Four security guards were charged with involuntary manslaughter nearly eight years after the death of a Black man who was pinned to the floor at Northland Center Mall in Southfield, Mich., Attorney General Dana Nessel said on Wednesday.
According to USA Today, John Seiberling, Lucius Hamilton, Aaron Maree, and Gaven King were arraigned Wednesday and Thursday on involuntary manslaughter charges in 46th District Court in Oakland County. The men face up to 15 years in prison if convicted. Probable cause hearings for Seiberling and King are set for October 28.
The guards were charged in the death of McKenzie Cochran, 25, of Ferndale, Michigan, the Detroit Metro Times reports. The incident began when mall security was called to the L.A. Diamonds store, where the clerk accused Cochran of suspicious behavior.

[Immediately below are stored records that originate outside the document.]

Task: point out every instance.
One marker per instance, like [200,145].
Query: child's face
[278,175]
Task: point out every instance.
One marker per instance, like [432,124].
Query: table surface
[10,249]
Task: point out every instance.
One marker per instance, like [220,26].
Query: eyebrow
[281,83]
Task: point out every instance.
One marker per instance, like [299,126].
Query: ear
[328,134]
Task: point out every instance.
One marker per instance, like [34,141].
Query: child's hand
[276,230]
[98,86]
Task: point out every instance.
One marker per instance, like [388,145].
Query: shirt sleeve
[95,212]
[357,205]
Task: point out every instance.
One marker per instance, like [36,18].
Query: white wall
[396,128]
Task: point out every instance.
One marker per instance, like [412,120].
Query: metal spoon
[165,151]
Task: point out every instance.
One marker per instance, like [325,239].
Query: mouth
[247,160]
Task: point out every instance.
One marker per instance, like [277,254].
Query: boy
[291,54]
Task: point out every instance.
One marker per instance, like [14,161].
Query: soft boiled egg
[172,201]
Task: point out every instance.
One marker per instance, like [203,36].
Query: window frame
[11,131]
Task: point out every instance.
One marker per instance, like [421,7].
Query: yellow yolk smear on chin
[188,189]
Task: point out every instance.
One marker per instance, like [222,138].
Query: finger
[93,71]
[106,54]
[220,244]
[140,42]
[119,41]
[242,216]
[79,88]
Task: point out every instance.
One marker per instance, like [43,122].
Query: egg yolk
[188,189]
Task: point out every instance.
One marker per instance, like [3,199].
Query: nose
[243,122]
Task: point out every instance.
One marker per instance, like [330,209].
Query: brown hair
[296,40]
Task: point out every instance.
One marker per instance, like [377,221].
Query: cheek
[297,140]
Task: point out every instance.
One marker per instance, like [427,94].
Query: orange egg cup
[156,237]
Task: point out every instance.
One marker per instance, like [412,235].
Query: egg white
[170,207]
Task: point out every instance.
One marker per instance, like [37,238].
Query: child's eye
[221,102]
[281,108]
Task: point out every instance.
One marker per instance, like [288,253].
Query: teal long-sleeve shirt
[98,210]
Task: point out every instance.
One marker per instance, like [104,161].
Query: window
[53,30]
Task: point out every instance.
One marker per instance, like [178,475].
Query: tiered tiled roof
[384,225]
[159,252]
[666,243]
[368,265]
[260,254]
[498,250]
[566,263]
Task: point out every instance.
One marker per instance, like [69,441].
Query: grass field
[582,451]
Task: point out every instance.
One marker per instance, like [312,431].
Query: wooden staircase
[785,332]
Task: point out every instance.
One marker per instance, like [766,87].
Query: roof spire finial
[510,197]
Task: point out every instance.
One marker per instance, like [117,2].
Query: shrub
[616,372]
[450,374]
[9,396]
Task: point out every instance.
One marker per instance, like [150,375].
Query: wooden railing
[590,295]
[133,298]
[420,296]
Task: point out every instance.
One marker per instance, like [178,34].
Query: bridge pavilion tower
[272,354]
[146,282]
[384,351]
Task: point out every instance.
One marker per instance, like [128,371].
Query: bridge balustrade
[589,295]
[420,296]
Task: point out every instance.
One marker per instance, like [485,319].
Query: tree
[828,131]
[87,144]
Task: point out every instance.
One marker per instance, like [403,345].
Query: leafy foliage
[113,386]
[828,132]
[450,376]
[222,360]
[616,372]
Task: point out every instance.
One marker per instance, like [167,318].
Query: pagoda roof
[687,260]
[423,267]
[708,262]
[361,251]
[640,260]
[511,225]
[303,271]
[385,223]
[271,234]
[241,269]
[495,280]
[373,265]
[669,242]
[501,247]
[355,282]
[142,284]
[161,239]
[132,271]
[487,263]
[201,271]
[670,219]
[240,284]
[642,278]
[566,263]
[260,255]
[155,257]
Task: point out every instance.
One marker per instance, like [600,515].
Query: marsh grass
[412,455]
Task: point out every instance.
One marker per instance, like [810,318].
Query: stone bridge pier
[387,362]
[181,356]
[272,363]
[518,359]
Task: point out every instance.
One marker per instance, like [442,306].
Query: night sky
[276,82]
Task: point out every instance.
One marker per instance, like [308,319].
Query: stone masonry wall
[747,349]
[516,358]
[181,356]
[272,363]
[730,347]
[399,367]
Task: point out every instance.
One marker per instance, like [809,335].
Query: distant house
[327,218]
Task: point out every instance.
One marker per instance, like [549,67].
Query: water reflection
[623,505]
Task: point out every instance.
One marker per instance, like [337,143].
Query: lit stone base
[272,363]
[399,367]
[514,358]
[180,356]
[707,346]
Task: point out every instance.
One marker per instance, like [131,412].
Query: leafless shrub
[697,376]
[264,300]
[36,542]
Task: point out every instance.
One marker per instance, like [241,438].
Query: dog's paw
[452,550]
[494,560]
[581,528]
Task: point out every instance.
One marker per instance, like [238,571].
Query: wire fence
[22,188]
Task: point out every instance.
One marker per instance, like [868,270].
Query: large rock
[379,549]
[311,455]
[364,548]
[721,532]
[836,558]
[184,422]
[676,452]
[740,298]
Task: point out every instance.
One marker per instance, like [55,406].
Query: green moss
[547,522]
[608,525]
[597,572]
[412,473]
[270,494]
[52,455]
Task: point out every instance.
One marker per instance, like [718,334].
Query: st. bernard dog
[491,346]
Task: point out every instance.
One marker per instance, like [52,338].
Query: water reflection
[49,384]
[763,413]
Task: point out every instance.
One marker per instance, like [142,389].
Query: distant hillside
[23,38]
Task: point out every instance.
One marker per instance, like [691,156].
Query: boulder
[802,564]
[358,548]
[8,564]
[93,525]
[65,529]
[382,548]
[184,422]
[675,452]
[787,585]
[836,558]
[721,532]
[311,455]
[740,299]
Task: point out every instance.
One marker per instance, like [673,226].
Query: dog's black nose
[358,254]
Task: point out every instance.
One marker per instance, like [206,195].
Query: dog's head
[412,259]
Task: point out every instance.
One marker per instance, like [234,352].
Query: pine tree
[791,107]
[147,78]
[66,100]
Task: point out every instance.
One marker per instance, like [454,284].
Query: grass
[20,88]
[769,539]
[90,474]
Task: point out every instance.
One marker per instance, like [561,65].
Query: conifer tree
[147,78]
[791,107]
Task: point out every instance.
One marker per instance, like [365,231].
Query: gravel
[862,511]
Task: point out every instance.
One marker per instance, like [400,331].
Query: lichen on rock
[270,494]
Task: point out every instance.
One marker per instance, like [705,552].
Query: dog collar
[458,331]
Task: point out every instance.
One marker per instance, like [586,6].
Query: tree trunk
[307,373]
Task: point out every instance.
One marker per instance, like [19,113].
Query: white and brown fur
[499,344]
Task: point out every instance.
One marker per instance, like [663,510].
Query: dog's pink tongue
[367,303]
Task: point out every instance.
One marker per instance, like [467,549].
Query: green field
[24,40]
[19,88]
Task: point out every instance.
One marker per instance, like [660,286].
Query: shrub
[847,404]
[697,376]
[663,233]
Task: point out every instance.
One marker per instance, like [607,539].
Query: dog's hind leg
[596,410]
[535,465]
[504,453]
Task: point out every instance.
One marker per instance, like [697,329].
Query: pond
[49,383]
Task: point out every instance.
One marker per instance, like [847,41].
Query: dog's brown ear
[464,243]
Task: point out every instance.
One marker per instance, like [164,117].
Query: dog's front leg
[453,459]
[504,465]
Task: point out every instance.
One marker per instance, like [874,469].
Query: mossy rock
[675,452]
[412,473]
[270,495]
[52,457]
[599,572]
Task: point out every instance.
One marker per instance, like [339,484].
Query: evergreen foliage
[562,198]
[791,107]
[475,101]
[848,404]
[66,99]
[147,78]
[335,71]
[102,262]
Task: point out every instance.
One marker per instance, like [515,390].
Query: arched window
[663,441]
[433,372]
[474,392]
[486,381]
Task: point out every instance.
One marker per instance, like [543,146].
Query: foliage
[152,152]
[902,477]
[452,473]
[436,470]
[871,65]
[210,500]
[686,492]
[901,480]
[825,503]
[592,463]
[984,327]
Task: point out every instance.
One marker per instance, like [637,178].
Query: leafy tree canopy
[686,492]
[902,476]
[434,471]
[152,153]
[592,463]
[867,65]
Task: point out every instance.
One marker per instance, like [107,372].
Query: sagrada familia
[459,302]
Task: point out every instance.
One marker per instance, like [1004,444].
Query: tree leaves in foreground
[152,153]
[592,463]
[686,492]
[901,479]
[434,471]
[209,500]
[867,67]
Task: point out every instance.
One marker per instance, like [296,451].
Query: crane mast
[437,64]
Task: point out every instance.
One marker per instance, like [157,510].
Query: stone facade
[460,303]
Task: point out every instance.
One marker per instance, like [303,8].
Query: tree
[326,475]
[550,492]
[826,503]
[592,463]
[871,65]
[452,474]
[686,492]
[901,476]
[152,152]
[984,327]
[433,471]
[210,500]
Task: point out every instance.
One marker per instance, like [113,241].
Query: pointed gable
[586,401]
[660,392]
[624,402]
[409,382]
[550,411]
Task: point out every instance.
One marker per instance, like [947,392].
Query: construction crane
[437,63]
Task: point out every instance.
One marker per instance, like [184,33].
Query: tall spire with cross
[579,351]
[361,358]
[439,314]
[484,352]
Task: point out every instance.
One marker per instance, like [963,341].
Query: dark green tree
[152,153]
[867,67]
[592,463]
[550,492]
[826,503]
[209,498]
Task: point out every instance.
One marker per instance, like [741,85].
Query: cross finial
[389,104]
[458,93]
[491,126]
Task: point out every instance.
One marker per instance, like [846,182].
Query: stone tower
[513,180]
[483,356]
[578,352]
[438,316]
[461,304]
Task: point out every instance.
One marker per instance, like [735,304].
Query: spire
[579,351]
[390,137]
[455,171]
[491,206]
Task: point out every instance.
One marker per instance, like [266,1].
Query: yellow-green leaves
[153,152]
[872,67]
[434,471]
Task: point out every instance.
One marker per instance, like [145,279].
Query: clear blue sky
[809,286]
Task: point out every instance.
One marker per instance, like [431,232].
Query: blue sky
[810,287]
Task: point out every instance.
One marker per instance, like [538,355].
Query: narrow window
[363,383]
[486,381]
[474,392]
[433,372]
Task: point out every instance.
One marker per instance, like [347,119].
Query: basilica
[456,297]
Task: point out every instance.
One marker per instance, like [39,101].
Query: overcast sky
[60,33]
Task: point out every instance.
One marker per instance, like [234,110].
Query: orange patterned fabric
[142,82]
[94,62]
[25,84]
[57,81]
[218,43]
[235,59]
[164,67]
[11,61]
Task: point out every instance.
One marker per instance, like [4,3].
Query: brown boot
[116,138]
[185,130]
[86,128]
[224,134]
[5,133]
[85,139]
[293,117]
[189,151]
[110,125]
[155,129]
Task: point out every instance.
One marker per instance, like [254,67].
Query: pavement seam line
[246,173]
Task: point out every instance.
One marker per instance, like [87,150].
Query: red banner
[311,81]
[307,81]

After an initial confrontation, Cochran struggled with the guards, and was handcuffed and hit with pepper spray. An autopsy showed that Cochran died of compression asphyxiation after being held face down by security guards for nine minutes.
USA Today reports a synopsis of the incident:
In 2014, former Oakland County Prosecutor Jessica Cooper said the security kept Cochran constrained for too long while waiting for Southfield Police, who were delayed because of a mistaken location given by a mall dispatcher who sent police to the wrong side of the mall. Security guards were worried that Cochran was possibly armed, as he had approached a jewelry counter and said he wanted to kill somebody. It was later found that Cochran was unarmed.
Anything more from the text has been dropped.